What is the coordination number of cobalt in the #[Co(en)_2Br_2]^+# complex?

2 Answers
Nov 26, 2015



First thing first, if you're dealing with the dibromobis(ethylenediamine) cobalt(III) complex ion, #"Co"("en")_2"Br"_2^(+)#, then I'm not sure about the formula you have for the complex ion.

The charge of the chloride anion is #(1-)#, which means that you would either need two of these complex ions to balance it, or you have cobalt in the #+4# oxidation state, which is not very common at all.

I think you could get cobalt in its #+4# oxidation state by using fluoride anions, since they have a much better chance at being able to stabilize the charge on the cobalt cation.

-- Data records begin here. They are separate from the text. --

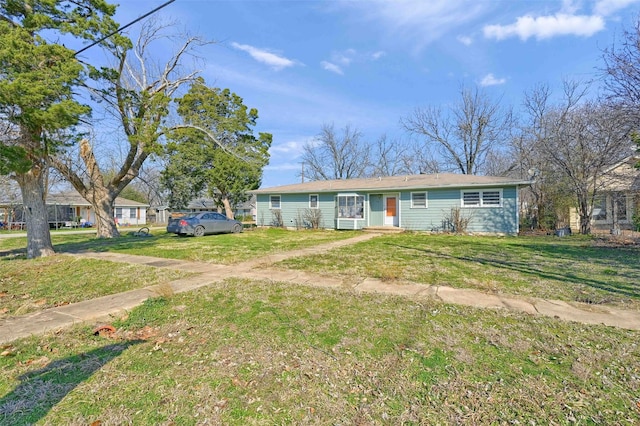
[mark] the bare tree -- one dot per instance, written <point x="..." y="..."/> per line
<point x="388" y="157"/>
<point x="463" y="134"/>
<point x="419" y="159"/>
<point x="622" y="77"/>
<point x="577" y="140"/>
<point x="138" y="91"/>
<point x="336" y="156"/>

So my guess is that you're either dealing with #["Co"("en")_2"Br"_2]"Cl"#, or with #["Co"("en")_2"Br"_2]_2"Cl"_2#, maybe?

Anyway, this doesn't actually matter for finding the coordination number of cobalt.

As you know, the coordination number of an atom is determined by counting the number of other atoms to which it is bonded. Remember, single, double, or triple bonds have the same significance here.

So, take a look at the dibromobis(ethylenediamine) cobalt(III) ion. The central cobalt atom is bonded to

  • two ethylenediamine molecules ,#"en"#
  • two bromide anions, #"Br"^(-)#

Now, it's important to realize that ethylenediamine is a bidentate ligand, which means that it uses two donor atoms to bind to the central cobalt atom.

More specifically, these donor atoms are the two nitrogen atoms


This means that the central cobalt atom will actually be bonded to a total of six atoms

  • two nitrogen atoms from the first ethylenediamine molecule
  • two nitrogen atoms from the second ethylenediamine molecule
  • two bromine atoms

Therefore, the coordination number of cobalt in the #"Co"("en")_2"Br"_2^(+)# complex ion is equal to #6#.

Nov 26, 2015

The coordination number of #Co# in #[Co(en)_2Br_2]^(+)# is 6.


Ethylenediamine is a bidentate ligand; it has 2 donor atoms to coordinate to the metal centre in a 5-membered chelate ring. Note that this (I presume) is a #Co^(3+)# complex, i.e. #d^6# configuration, whose formula is #[Co(en)_2Br_2]^(+)#, not as quoted in your question.